Tim McGraw is ready to get back to work after several surgeries sidelined him over the past few years. Variety reports that the actor/country star has been cast in Southern Bastards, a drama based on the 2014 graphic novel series of the same name.
Joining Tim is Erin Kellyman (28 Days Later: The Bone Temple, Eleanor the Great) and the previously announced Kevin Bacon. Tim will play a leading role as a football coach in the South—a scenario not too foreign for the Louisiana-born hitmaker, as Southerners tend to eat and breathe the sport.
The Southern Bastards logline outlines the series in brief detail, revealing that it “follows a tenacious military vet (Erin Kellyman) into Craw County, Alabama, in search of her estranged father (Kevin Bacon). What she finds is a murderous hornet’s nest of organized crime run by the winningest high school football coach in the South (Tim McGraw).”

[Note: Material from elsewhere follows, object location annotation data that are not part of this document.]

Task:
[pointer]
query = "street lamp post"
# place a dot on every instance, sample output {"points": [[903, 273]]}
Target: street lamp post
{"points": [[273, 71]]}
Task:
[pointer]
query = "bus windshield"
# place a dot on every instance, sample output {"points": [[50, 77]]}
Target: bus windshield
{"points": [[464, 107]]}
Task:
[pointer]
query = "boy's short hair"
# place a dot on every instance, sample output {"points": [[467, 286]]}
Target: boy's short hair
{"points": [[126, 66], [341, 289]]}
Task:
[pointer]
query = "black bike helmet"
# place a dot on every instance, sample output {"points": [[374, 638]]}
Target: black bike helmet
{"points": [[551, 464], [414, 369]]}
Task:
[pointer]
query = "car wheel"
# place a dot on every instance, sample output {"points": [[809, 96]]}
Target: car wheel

That high school football coach is “Coach Boss,” and he’s a legend in Craw County, but he’s not a good guy by any stretch. He’s “the leader of his community and a complex figure who embodies the dark side of Southern football culture. He’s the head of an organized crime ring that extends beyond his small town in Alabama, and he’s not afraid to protect his empire by any means necessary” (via Deadline).
The show pilot, directed by Reinaldo Marcus Green, is currently in the works for release at Hulu. This is great news for a singer who also really loves to act. Last January, Tim had to pull out of a booked role in a Netflix show about bull-riding to undergo back surgery, and he also had both knees replaced. He previously appeared in the Yellowstone prequel 1883 alongside his real-life wife Faith Hill, and in more than one football-infused role in The Blind Side (2009) and Friday Night Lights (2004).
2026 will be a banner year for Tim as he jumps back into the spotlight: He’s launching his massive Pawn Shop Guitar Tour in July, performing at stadiums and pavilions around the United States. This fall, he’ll be formally inducted into the Country Music Hall of Fame as the Modern Era artist pick of 2026—a long-sought honor he calls “almost impossible for me — it is impossible for me, not almost — to believe.”